St. Anthony Chapel in Pittsburgh has more than 5,000 relics. Photo by Britt Reints/Creative Commons

“You can’t do that through Zoom,” he said. “You can talk to someone on Zoom, but you can’t touch them. It’s not the same thing.”

Orr’s insight isn’t new.

For centuries, relics have inspired and comforted in dire times. That’s particularly true of the Shroud of Turin, which became a beloved relic during the Black Death. And the medieval history of relics has a lot to say to the socially distant craving human contact, according to Gary Vikan, former director of Baltimore’s Walters Art Museum and author of the new book “The Holy Shroud: A Brilliant Hoax in the Time of the Black Death.”

While millions of believers hold the linen Shroud of Turin to be Jesus’ actual burial cloth retaining his bodily imprint, Vikan sees it as “the greatest deception in the history of Christianity,” he writes.

But that doesn’t matter. It’s still a work of “artistic genius,” said Vikan, capturing the impression of a body in the round in a single piece of cloth.

And it came along at the right time, when people needed tangible signs of hope.

Medieval Christians living through England’s and France’s 100 Years War and the Black Death, which may have killed a third of Europe’s population from 1347 to 1351, saw death and corpses everywhere they turned. They were primed, Vikan writes, to receive and venerate images of their savior, and their art had already become gorier to reflect their dire circumstances. 

When the dean of a church in Lirey, France, associated with the famous knight Geoffroi de Charny, began displaying what he called the sudarium (sweat cloth) that had wrapped Jesus’ face, he was able to market the relic successfully to an eager public.

The church, Vikan writes, “had suddenly struck the pilgrimage jackpot.” (At the time, custodians of sacred relics could charge ballpark prices, so to speak, for room and board and souvenirs.)

The Lirey Collegiate Church dean and canons “fueled rumors among the gullible that this was indeed the true Shroud of Jesus,” Vikan said. The officials knew it wasn’t a relic, but they displayed it “to the faithful with all the pomp and ceremony reserved for relics, and then let its charisma go to work."

Custodians of the shroud exhibited it for public veneration despite the fact that Pope Clement VII (who reigned 1523 to 1534) had only permitted the shroud’s display as a “representation” of the burial cloth. 

A full-length 1931 photograph of the Shroud of Turin, which is said to have been the cloth placed on Jesus at the time of his burial. Photo by Giuseppe Enrie/Creative Commons

Eventually, the Shroud of Turin would become one of the most well-known and beloved relics in the world. 

In 1989, a reporter asked Pope John Paul II about the shroud in an inflight press conference half a year after it had been carbon dated. The pope called the shroud a “relic,” according to Vikan's research, only to have his PR team clarify that he meant a holy image. Speaking in Turin in 1998, Pope John Paul II called the shroud a “mirror,” “image,” and “icon,” Vikan writes, and since then, Popes Benedict XVI and Francis I have referred to it as an “icon.”

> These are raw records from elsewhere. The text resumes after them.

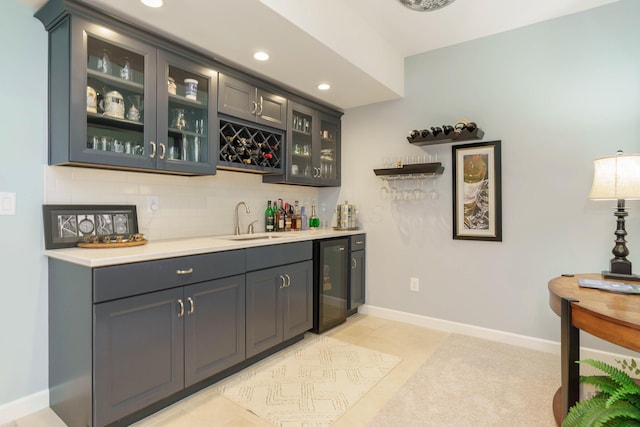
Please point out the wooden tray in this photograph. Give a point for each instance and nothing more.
(112, 244)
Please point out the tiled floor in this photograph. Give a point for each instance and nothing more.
(208, 408)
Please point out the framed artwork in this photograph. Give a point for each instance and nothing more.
(66, 225)
(477, 191)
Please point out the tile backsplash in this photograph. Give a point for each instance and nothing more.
(188, 206)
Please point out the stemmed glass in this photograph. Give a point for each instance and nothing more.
(418, 193)
(384, 191)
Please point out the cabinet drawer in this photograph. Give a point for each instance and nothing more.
(358, 242)
(125, 280)
(274, 255)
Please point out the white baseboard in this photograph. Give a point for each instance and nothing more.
(487, 334)
(24, 406)
(37, 401)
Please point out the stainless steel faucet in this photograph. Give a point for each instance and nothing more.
(237, 231)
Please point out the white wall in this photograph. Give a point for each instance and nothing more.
(23, 111)
(557, 94)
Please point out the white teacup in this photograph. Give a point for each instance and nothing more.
(113, 104)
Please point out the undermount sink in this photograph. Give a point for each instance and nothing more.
(252, 237)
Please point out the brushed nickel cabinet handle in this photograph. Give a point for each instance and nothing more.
(181, 312)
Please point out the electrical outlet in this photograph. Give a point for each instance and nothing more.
(153, 204)
(414, 284)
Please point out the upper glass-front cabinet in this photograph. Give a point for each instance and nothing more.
(128, 105)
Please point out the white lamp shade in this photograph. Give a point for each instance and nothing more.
(616, 177)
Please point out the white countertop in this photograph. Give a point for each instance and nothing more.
(182, 247)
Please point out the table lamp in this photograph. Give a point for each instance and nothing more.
(617, 178)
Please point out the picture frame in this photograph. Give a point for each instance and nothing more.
(477, 191)
(66, 225)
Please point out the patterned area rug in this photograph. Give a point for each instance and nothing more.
(310, 385)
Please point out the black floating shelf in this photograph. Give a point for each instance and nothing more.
(465, 135)
(413, 169)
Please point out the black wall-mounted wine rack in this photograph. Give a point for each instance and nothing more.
(452, 136)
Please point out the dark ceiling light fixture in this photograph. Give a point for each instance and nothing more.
(426, 5)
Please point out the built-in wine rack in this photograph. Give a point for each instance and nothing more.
(250, 149)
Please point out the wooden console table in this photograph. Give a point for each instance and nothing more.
(607, 315)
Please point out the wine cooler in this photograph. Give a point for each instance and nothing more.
(330, 275)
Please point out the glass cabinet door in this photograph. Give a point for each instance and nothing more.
(186, 95)
(117, 108)
(301, 166)
(329, 150)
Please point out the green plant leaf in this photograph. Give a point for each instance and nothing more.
(616, 402)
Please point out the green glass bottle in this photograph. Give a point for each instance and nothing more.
(269, 218)
(314, 221)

Just as the faithful clung to religious iconography — whether true relic or icon — during pestilent periods in the Middle Ages, relics remain relevant to the hopeful in the modern era. 

For example, Vikan pointed to several visits he made to the Catholic church in Chimayó, New Mexico, which has a reputation for healing. Each time, a few thousand people were there. During his visit, he picked up a church brochure, featuring a photograph of 30,000 pilgrims visiting after World War II.

“Clearly, this place meant something more in a time of stress,” he said. “That stuck with me.”

Even those who don’t believe in the saintly nature of those whom relics touched can draw inspiration from them, as they would a family heirloom, according to Orr, the priest in Pittsburgh.

“If they’re convinced that this particular piece of wood in fact is from that first and only cross, then it creates that same kind of connection that holding on to a lock of hair of your loved one does,” he said. “You don’t believe that the lock of hair is your loved one, but it certainly is of your loved one. You’ve got that with that relic of the true cross or any other relic.”